Good process is not about efficiency. It’s about bolstering your chances of getting things right. And that means handing authority back to individual members and to the committees so that what comes out of Congress can benefit from the creativity and insights of a wide range of talented politicians.

This step, however, requires another: Congress has to spend more time legislating. Its members work very hard, but not at legislating. Yet if the political and legislative process is a search for remedies to our nation’s problems, then it needs care and attention. Building expertise and finding consensus—even within one’s own party—takes patience, skill, perseverance…and a lot of time.

And honestly, if members of Congress can’t make the time to re-energize the practice of negotiation and compromise, then what hope is there?

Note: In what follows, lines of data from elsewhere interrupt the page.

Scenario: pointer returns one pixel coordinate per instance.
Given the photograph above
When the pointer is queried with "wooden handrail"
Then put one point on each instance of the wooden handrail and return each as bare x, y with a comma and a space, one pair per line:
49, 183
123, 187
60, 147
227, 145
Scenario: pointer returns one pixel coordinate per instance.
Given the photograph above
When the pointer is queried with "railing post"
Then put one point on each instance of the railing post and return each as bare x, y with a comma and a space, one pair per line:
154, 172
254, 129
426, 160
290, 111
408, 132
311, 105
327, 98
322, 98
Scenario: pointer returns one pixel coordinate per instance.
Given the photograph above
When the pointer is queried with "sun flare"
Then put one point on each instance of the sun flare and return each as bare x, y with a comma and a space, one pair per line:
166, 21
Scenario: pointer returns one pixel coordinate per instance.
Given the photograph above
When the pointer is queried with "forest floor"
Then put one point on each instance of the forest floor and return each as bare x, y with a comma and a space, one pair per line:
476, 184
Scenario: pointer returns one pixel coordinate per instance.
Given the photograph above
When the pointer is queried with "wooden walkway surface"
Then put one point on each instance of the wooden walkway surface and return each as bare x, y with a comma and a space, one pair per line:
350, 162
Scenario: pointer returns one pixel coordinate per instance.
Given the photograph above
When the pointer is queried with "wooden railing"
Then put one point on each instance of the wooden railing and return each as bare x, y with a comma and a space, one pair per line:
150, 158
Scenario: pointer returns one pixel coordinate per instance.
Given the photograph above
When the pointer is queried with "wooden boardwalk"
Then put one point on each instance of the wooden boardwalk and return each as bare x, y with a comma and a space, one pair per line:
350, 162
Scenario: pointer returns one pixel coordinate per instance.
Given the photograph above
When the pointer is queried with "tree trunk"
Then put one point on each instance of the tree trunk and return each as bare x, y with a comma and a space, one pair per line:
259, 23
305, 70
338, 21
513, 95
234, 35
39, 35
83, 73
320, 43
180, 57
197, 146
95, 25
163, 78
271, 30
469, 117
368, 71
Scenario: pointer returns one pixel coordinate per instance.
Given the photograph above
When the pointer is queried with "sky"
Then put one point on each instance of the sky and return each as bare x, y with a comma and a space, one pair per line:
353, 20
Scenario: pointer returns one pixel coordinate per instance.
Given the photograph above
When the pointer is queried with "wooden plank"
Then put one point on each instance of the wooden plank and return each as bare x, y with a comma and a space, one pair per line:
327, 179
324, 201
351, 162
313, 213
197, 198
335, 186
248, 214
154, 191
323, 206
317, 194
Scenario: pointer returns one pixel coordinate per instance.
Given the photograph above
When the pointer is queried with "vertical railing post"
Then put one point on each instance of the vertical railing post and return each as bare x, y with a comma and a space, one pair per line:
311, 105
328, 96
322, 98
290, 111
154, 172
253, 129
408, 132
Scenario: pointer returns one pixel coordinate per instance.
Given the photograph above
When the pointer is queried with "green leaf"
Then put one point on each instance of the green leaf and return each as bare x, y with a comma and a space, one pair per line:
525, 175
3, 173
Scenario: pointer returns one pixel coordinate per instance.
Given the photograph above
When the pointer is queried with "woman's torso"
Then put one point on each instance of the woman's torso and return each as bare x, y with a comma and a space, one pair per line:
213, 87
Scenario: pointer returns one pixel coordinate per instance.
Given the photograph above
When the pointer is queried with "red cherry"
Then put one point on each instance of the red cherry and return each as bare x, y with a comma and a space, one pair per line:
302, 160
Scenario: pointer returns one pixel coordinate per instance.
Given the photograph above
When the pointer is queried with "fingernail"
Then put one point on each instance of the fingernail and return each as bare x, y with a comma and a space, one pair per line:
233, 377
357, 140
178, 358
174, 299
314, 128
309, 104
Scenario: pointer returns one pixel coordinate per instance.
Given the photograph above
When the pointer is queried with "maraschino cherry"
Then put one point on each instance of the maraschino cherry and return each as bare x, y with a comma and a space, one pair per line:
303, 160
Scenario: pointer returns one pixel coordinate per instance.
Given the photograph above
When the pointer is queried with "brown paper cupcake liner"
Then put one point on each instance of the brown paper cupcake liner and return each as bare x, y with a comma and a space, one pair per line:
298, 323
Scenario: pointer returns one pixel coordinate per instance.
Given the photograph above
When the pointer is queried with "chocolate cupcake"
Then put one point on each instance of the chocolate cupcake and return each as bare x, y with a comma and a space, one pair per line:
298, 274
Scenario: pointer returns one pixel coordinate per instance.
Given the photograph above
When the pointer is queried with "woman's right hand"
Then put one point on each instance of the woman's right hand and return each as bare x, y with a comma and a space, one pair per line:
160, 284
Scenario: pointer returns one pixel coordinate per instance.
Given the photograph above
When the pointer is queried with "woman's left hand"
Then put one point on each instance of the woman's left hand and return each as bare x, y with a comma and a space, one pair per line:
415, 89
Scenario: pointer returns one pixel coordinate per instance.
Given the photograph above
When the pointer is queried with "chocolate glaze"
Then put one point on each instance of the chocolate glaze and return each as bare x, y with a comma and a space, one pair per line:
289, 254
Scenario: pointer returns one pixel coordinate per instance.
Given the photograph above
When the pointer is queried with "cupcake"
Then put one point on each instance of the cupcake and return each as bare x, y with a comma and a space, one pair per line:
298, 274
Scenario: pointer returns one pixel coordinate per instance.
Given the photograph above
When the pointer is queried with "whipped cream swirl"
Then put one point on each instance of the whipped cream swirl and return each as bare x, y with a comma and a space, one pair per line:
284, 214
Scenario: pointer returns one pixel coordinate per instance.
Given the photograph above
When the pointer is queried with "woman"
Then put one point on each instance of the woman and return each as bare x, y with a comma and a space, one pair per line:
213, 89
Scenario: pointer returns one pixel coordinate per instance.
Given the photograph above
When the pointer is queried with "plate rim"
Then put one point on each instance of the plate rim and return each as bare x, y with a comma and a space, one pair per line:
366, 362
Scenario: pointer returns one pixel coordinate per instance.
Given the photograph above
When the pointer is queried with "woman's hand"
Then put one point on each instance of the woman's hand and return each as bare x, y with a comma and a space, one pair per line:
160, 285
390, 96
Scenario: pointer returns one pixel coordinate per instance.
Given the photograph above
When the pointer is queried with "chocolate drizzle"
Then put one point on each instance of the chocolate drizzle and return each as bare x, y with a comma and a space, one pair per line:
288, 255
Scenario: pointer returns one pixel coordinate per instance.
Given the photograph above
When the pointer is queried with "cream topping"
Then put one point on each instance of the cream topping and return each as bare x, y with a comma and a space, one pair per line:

The definition of being a responsible lawmaker is to deal with divisions and to move the country forward anyway. Otherwise, each side just sits in its corner and maneuvers to beat the other at the next election and we, as a nation, spin in circles.

Finally, Congress needs to spend far more of its energy looking over the executive branch. The current hearings on the Mueller report highlight what’s been lacking: this kind of attention should be paid to every nook and cranny of government.

The point of all this is that without a functional Congress, we don’t have a functional representative democracy. I don’t expect all these things I’ve mentioned to be resolved easily or quickly. But I want to see Congress again become an institution we can be confident is playing a constructive role in our democracy. And until it gets its house in order, I don’t see how that will happen.

Lee Hamilton is a Senior Advisor for the Indiana University Center on Representative Government; a Distinguished Scholar at the IU Hamilton Lugar School of Global and International Studies; and a Professor of Practice at the IU O’Neill School of Public and Environmental Affairs. He was a member of the U.S. House of Representatives for 34 years.